Vadideki Zambak
Eser Hakkında:
Bu romanun yazarı için asrının en gerekli yazarlarından biri olduğu söylenmektedir. Çünkü Balzac, kendi çağını eserlerinde çok başarılı bir tarzda yansıtmıştır. Balzac’ın romanlarında genel olarak şu temalar dikkati çekmektedir: Kır hayatı, özel hayattan manzaralar, felsefi incelemeler, analitik incelemeler… Kır hayatının ön planda olduğu romanlarından başta geleni Vadideki Zambak‘tır. Realist bir üsluba sahip Honore De Balzac‘ın Vadideki Zambak adlı eseri ilk kez 1885 yılında yayınlanmıştır. Romanın olayları 1809-1836 yılları arasında geçmektedir.
Vadideki Zambak’ın Kahramanları (Kişileri):
Felix de Vandenesse: Aile sevgisi görmemiş, ilgiye muhtaç, duyguları ve aklı arasında denge kurmaya çalışan, çalışkan, hassaz bir gençtir.
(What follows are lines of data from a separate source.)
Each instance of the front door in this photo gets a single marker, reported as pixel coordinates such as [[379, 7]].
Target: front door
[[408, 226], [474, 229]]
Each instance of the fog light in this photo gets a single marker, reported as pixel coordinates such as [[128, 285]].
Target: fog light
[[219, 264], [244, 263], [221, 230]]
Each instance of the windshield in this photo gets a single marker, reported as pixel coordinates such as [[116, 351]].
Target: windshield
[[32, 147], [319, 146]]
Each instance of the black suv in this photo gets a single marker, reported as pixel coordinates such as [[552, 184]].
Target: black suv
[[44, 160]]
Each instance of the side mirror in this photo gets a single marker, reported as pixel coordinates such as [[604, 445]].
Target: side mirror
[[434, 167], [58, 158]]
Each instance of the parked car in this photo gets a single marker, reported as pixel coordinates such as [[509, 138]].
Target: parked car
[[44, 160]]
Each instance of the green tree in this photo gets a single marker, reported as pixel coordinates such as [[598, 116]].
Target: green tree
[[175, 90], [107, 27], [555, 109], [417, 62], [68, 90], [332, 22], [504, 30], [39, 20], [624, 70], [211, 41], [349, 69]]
Henriette de Mortsauf: Felix’in sevgilisidir. Ondan yaşça büyük olmakla birlikte çok güzel bir kadındır. Sevmediği, sert bir adamla evlidir. Felix’e âşık olduğu hâlde ahlakını hep muhafaza eder. Bu uğurda Felix’i kaybetmeyi dahi göze alan bir kadındır.
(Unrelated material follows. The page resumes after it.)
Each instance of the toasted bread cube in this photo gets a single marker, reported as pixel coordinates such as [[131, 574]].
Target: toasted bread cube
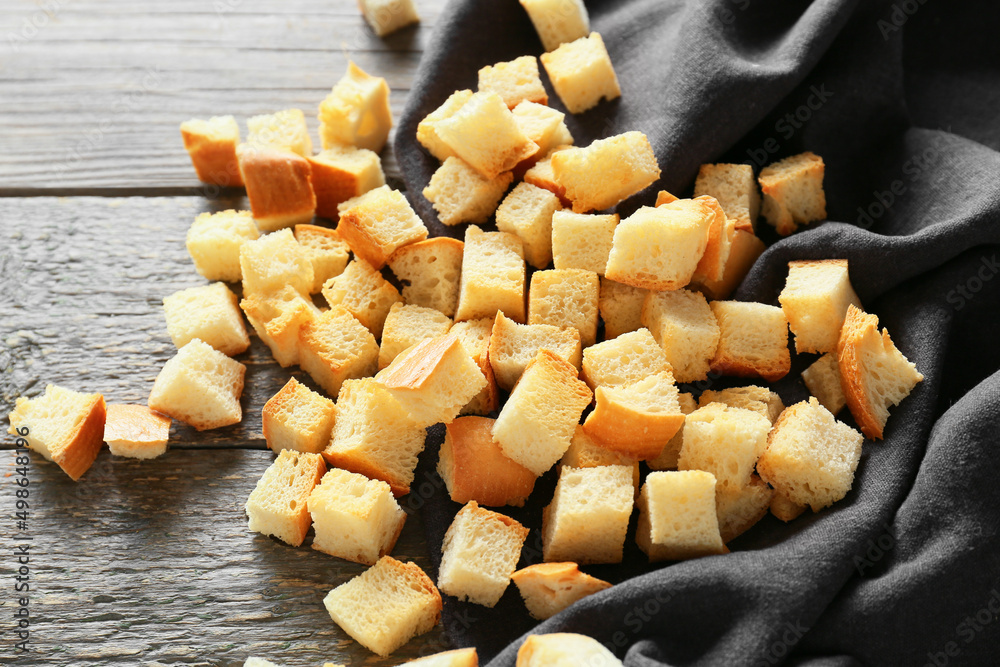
[[62, 425], [873, 373], [582, 74], [135, 431], [386, 605], [483, 133], [388, 16], [558, 21], [753, 340], [566, 298], [582, 241], [355, 518], [279, 186], [375, 436], [513, 346], [588, 517], [298, 419], [342, 172], [685, 327], [735, 188], [621, 308], [211, 144], [427, 128], [430, 272], [514, 81], [793, 192], [278, 317], [474, 467], [214, 241], [356, 112], [659, 248], [434, 380], [493, 276], [199, 386], [364, 293], [811, 457], [677, 516], [739, 509], [527, 213], [274, 261], [724, 441], [335, 347], [815, 299], [460, 194], [537, 422], [209, 312], [479, 553], [277, 505], [283, 129], [822, 378]]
Aristokrat bir ailenin küçük oğlu Felix de Vandenesse, ailesinin sıcak sevgisinden, ilgisinden yoksun, otoriter bir ortamda yetişmiş, çalışkan bir çocuktur. Restauration devrinin yaklaştığı sırada Felix’i babası Tours’a çağırır. Felix, babasının davetine hemen itaat eder. Tours’a gittikten sonra, bir gün bir baloya katılır. Baloda bir genç kadın görür. Onun güzelliği karşısında âdeta büyülenir, ona karşı derin bir sevgi duyar. Bu genç kadını uzun süre unutamaz. Bir gün, İndre nehrinin kıyısında Clochegourde şatosunda bu genç kadınla karşılaşır. Genç kadının adı Kontes Henriette de Mortsauf tur. Felix, kadının güzelliğinin vadinin adı ile özdeşleştiğini düşünür. Va-di’nin adı Zambak’tır. Henriette de tıpkı zambaklar gibi temiz, saf ve güzeldir. Felix ve Henriette tanışırlar. Henriette, Felix’e hayat hikâyesini anlatır. Henriette, evlidir ve kocası asık suratlı, sert, soğuk bir insandır. Mutsuz bir hayatı vardır. Felix de ona ailesinin hâllerinden, kederli çocukluğundan bahseder. Karşılıklı dertleşmeler her ikisini de birbirine yaklaştırır. Aralarında temiz fakat gizli bir aşk başlar. Sürekli görüşmektedirler. Bir gün, Felix’in mevki sahibi olması için buradan uzaklaşması gerçeği ile yüz yüze gelirler.
Felix, saraya girer, XVIII. Louis’nin dikkatini çekmeyi başarır ve kısa zamanda Danıştay başyardımcılığına kadar yükselir. Aşkına sadıktır, Henriette’yi asla unutmaz, sürekli mektuplaşırlar. İki yıllık bir ayrılıktan sonra tekrar görüşürler. Henriette’nin kocası uzun süren bir hastalığa yakalanınca Henriette ve Felix arasındaki ilişki daha da derinleşir. Fakat bir süre sonra Felix, Paris’e dönmek zorunda kalır.
Felix, Paris’teki hayatı sırasında, elit tabakadan Lady Dudley adında biri ile tanışır. Onun gösterişinden etkilenir ve bir süre âşık olduğunu zanneder. Bu olayı öğrenen Henriette hastalanır, sonunda Felix’i affetse de bu hastalık onun ölümüne neden olur. Güzel, parıltılı İngiliz Lady’den bıkan Felix, Clochegourde’e döner. Geldiğinde Henriette can çekişmektedir. Henriette, ona bir mektup bırakmıştır. Mektupta aşkı, arzuları ve ahlaki değerleri, eş olma sorumluluğu arasında yaşadığı çelişkiler, çatışmalar yazmaktadır. Henriette, sonuna kadar ahlakını muhafaza etmekle birlikte pek çok kez içinde savaşlar yaşamıştır. Felix, bir süre sonra kendini toplamaya çalışarak Paris’e döner, orada kendini edebiyata, bilime, politikaya vererek avutmaya çalışır.